Speaker recognition has a history dating back some four decades, where the output of several analog filters was averaged over time for matching. Speaker recognition uses the acoustic features of speech that have been found to differ between individuals. These acoustic patterns reflect both anatomy (e.g., size and shape of the throat and mouth) and learned behavioral patterns (e.g., voice pitch, speaking style). This incorporation of learned patterns into the voice templates (the latter called "voiceprints") has earned speaker recognition its classification as a "behavioral biometric."

Contents

[edit] Verification versus identification

Generally, two applications of speaker recognition can be distinguished: If the speaker claims to be of a certain identity and the voice is used to verify this claim this is called speaker verification or voice authentication. On the other hand, speaker identification is the task of determining an unknown speaker's identity.

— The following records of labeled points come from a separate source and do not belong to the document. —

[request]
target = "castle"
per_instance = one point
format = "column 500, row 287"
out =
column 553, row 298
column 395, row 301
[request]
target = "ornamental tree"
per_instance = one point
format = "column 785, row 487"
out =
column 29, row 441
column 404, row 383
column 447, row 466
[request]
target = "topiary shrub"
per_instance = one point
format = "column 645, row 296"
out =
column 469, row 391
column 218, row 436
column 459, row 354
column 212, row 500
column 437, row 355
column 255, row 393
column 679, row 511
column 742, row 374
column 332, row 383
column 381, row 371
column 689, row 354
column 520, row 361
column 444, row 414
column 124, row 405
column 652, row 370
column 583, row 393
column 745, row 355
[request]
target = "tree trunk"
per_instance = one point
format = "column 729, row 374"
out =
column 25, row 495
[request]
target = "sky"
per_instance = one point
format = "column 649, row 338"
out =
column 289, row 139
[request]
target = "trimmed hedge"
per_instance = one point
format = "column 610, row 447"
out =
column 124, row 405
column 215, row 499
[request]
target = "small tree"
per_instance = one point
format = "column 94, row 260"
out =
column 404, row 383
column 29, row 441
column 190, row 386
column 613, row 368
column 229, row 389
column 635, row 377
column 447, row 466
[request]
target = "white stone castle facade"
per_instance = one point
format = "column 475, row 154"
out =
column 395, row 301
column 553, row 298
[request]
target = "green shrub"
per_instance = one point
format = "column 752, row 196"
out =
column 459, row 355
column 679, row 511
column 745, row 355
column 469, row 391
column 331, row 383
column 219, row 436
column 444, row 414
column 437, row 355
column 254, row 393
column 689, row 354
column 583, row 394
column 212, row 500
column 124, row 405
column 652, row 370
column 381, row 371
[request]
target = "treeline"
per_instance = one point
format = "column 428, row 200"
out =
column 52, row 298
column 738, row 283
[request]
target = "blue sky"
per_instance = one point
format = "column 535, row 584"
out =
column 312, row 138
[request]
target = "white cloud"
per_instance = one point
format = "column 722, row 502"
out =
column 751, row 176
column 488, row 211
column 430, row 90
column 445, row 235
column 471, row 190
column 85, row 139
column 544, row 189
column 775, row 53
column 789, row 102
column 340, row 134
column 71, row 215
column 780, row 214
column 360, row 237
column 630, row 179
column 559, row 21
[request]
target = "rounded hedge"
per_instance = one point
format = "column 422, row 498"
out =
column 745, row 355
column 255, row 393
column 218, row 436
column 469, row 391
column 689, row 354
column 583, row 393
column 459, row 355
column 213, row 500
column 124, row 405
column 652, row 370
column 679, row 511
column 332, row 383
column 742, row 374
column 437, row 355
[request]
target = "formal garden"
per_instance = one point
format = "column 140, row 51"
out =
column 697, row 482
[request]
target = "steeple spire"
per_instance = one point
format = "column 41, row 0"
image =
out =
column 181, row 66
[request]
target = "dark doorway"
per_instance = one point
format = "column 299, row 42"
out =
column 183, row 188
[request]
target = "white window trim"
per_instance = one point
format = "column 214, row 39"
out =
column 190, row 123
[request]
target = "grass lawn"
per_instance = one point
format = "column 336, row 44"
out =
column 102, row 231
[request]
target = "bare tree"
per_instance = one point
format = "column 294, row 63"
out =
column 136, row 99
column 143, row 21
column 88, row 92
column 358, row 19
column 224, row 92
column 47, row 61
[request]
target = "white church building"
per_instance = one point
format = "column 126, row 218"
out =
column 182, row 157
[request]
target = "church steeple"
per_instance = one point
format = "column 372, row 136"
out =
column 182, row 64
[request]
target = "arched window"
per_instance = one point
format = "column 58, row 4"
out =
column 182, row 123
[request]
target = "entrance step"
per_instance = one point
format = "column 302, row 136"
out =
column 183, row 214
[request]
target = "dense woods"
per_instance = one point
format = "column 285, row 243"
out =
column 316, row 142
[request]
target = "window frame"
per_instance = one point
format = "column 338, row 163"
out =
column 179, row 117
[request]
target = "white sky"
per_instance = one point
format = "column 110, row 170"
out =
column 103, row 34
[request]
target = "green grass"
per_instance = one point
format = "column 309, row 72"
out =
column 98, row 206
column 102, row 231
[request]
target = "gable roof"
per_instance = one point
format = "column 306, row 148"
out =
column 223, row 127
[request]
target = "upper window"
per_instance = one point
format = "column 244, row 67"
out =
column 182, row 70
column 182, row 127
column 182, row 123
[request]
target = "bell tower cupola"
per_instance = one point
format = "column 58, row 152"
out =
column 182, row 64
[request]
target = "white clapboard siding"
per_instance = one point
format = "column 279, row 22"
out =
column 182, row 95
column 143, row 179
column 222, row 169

In a sense speaker verification is a 1:1 match where one speaker's voice is matched to one template (and possibly a general world template) whereas speaker identification is a 1:N match where the voice is matched to N templates.

Speaker verification is usually used in applications which require secure access. The systems operate with the user's knowledge and typically require their cooperation. Speaker identification systems are more likely to operate covertly without the user's knowledge. This can for example be used to route users to the correct mailbox, identify talkers in a discussion, alert speech recognition systems of speaker changes, check if a user is already enrolled in a system, etc.

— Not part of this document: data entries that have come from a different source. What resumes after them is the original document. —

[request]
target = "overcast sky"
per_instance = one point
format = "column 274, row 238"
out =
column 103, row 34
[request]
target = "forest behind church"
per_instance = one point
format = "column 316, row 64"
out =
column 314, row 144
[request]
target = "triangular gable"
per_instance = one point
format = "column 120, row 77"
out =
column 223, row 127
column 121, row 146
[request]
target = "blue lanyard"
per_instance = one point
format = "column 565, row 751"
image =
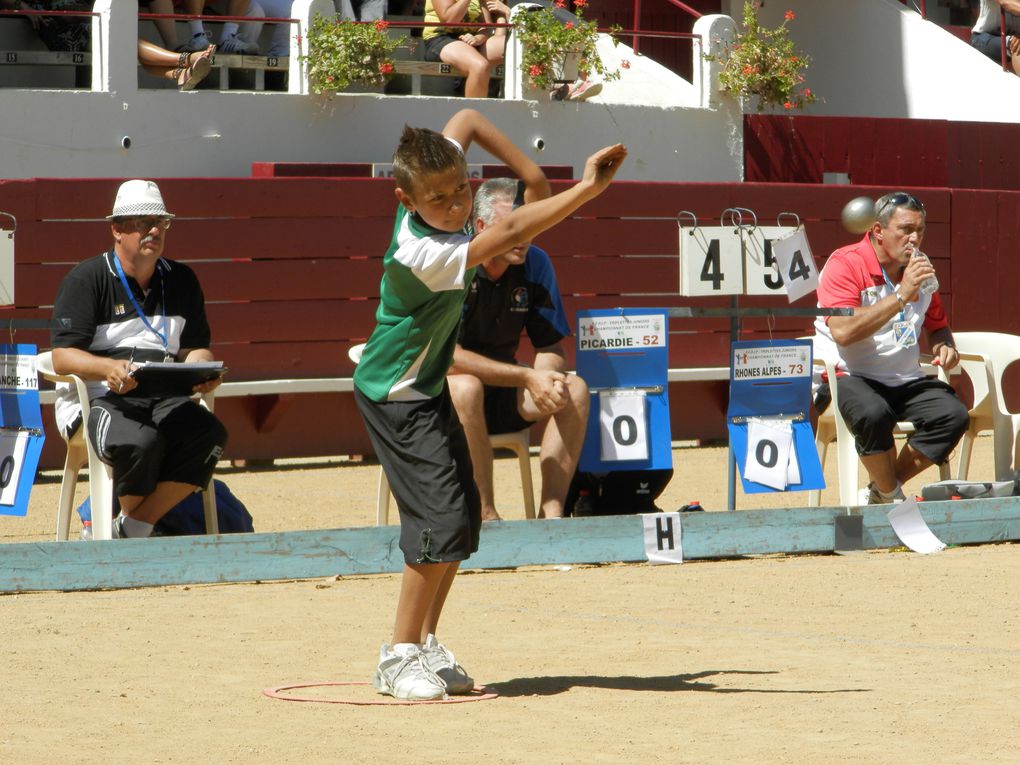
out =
column 889, row 284
column 138, row 308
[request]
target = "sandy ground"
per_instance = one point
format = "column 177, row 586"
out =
column 876, row 657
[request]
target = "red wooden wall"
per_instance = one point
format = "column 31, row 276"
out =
column 656, row 15
column 291, row 269
column 882, row 152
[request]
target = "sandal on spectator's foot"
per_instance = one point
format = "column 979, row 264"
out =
column 582, row 90
column 193, row 67
column 197, row 44
column 558, row 92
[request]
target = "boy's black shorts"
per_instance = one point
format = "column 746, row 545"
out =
column 151, row 440
column 422, row 449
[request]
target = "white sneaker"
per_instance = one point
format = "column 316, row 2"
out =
column 441, row 661
column 407, row 676
column 235, row 45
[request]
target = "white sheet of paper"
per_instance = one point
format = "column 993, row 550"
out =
column 793, row 467
column 12, row 446
column 909, row 525
column 623, row 425
column 663, row 538
column 769, row 445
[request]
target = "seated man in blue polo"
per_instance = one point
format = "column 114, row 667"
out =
column 112, row 311
column 492, row 391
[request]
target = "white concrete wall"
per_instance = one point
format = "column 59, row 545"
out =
column 879, row 58
column 207, row 133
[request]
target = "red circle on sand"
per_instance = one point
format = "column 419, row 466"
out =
column 480, row 693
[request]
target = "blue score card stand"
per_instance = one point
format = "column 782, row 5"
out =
column 20, row 427
column 624, row 352
column 771, row 379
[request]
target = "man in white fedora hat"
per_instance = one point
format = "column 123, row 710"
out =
column 112, row 312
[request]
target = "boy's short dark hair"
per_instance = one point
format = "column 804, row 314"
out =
column 423, row 152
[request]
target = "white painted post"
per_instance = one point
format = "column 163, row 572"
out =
column 716, row 33
column 304, row 11
column 114, row 47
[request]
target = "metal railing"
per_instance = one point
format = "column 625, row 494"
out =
column 635, row 44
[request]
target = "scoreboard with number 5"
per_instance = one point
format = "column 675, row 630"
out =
column 746, row 260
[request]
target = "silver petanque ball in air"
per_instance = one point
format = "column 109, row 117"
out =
column 859, row 214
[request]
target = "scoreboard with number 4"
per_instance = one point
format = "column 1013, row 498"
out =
column 746, row 260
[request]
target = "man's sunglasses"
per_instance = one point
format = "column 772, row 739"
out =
column 901, row 199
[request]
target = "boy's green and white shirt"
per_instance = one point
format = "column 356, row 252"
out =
column 424, row 283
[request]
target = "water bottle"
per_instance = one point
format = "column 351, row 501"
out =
column 931, row 283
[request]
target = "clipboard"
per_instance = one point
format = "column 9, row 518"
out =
column 156, row 376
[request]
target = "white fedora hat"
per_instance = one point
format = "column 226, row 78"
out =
column 138, row 198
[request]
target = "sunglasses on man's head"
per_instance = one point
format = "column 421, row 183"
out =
column 901, row 199
column 144, row 225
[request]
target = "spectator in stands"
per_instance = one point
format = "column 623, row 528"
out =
column 492, row 391
column 186, row 68
column 471, row 49
column 985, row 36
column 57, row 33
column 400, row 383
column 112, row 311
column 233, row 40
column 361, row 10
column 71, row 34
column 876, row 349
column 279, row 43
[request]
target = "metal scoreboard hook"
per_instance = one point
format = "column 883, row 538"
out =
column 736, row 217
column 781, row 215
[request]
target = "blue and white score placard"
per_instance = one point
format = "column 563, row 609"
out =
column 770, row 434
column 623, row 355
column 20, row 427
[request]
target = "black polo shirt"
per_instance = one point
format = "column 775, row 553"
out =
column 525, row 298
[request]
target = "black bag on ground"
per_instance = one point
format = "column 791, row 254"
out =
column 616, row 493
column 968, row 490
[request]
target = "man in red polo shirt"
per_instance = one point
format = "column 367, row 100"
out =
column 876, row 350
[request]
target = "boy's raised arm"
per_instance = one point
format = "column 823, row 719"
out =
column 469, row 125
column 529, row 220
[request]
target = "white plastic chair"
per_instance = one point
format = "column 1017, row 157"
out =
column 519, row 443
column 832, row 427
column 80, row 453
column 984, row 356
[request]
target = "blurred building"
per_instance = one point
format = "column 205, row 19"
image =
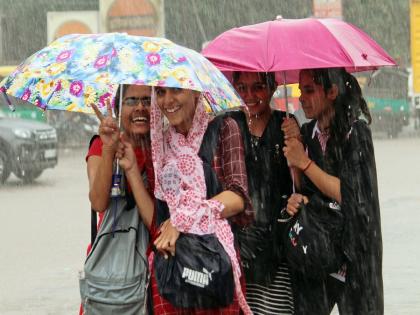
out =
column 28, row 26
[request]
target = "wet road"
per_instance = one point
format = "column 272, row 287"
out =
column 45, row 229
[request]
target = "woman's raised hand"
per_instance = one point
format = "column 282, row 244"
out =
column 108, row 128
column 165, row 242
column 125, row 154
column 291, row 129
column 294, row 203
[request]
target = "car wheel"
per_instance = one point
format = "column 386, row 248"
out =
column 29, row 176
column 4, row 167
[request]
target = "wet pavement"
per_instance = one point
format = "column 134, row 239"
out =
column 45, row 229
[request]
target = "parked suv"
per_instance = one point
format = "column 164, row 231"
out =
column 27, row 148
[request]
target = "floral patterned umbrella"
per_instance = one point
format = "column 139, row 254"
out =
column 80, row 69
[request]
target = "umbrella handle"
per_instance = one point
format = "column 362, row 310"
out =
column 286, row 101
column 116, row 189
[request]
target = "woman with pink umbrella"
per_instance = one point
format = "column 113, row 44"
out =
column 338, row 167
column 270, row 183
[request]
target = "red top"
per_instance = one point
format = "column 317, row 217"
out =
column 144, row 163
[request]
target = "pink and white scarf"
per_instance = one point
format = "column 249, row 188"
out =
column 180, row 181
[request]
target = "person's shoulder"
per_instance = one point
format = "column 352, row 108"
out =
column 308, row 126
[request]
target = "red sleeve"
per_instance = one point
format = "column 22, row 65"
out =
column 95, row 148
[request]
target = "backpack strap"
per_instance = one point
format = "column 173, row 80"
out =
column 93, row 214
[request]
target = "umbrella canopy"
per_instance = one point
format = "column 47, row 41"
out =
column 80, row 69
column 290, row 45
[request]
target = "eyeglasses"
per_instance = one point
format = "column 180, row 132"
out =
column 256, row 87
column 134, row 101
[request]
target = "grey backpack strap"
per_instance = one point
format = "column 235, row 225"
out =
column 116, row 270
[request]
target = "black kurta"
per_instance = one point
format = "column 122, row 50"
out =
column 353, row 162
column 270, row 185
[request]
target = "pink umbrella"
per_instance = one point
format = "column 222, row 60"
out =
column 289, row 45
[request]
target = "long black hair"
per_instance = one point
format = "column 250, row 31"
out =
column 267, row 77
column 349, row 104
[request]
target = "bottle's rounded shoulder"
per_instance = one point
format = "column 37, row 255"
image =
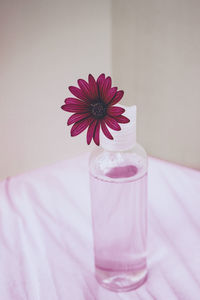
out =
column 118, row 164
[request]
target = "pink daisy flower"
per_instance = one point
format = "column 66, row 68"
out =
column 94, row 108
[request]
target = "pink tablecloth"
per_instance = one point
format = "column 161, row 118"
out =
column 46, row 250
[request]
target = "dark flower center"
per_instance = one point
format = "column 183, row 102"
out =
column 98, row 110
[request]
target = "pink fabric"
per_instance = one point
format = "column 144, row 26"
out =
column 46, row 250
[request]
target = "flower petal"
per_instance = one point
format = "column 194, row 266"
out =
column 77, row 93
column 117, row 97
column 112, row 123
column 122, row 119
column 93, row 87
column 105, row 130
column 90, row 131
column 77, row 117
column 78, row 127
column 115, row 111
column 96, row 133
column 106, row 88
column 100, row 82
column 110, row 95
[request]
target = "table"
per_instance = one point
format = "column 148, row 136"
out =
column 46, row 247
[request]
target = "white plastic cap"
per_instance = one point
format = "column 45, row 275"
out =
column 124, row 139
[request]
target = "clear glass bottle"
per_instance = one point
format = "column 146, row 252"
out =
column 118, row 186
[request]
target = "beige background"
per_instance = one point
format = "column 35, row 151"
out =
column 156, row 58
column 47, row 45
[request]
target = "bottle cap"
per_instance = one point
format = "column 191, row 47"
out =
column 124, row 139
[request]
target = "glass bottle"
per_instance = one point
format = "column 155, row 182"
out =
column 118, row 187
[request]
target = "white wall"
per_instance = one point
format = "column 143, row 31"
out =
column 45, row 46
column 156, row 58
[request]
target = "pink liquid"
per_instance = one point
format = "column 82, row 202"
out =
column 119, row 228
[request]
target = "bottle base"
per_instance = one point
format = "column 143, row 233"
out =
column 121, row 281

[edit] Variants of speaker recognition

Each speaker recognition system has two phases: Enrollment and test. During enrollment the speaker's voice is recorded and typically a number of features is derived to form a voice print, template, or model. In the test phase (also called verification or identification phase) the speaker's voice is matched to the templates or models.

Speaker recognition systems employ three styles of spoken input: text-dependent, text-prompted and text-independent. This relates to the spoken text used during enrollment versus test.

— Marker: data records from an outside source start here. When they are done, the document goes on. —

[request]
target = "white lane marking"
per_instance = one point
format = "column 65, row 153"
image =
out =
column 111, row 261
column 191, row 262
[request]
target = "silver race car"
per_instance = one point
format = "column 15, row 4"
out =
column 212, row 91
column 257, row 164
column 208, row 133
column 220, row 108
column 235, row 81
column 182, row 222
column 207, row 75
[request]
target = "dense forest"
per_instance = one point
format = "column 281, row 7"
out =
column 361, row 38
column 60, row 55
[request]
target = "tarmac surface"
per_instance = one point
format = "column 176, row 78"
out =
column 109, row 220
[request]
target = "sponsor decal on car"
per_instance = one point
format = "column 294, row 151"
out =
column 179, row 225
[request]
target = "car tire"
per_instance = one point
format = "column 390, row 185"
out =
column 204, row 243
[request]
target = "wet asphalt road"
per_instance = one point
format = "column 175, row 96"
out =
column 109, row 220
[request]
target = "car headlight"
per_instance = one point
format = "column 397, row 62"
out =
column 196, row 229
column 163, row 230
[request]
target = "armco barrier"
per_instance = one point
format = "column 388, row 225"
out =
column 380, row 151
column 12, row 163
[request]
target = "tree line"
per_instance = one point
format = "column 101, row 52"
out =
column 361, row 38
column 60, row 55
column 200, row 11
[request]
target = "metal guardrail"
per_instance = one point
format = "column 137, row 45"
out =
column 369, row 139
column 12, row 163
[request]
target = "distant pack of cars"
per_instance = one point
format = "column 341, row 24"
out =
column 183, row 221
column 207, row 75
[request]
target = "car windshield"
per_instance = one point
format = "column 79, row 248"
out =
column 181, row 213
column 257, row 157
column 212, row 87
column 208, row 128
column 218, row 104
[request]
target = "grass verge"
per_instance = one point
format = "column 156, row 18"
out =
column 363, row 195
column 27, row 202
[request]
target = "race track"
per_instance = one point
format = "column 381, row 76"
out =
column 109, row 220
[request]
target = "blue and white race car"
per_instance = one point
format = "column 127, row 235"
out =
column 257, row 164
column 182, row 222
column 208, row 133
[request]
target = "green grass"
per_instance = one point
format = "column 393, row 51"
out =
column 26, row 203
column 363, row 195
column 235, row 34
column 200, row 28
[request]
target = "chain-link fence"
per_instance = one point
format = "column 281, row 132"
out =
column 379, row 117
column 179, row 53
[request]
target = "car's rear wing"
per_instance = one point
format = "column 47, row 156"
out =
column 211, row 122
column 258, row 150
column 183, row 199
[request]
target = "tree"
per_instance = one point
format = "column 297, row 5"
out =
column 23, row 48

If the text must be the same for enrollment and test this is called text-dependent recognition. It can be divided further into two cases: The highest accuracies can be achieved if the text to be spoken is fixed. This has the advantage that the system designer can devise a text which emphasizes speaker differences. However, since the text is always the same such systems are vulnerable to Impostors. Furthermore, it is not very user friendly if all users have to remember some complex text and in addition it makes the system language dependent.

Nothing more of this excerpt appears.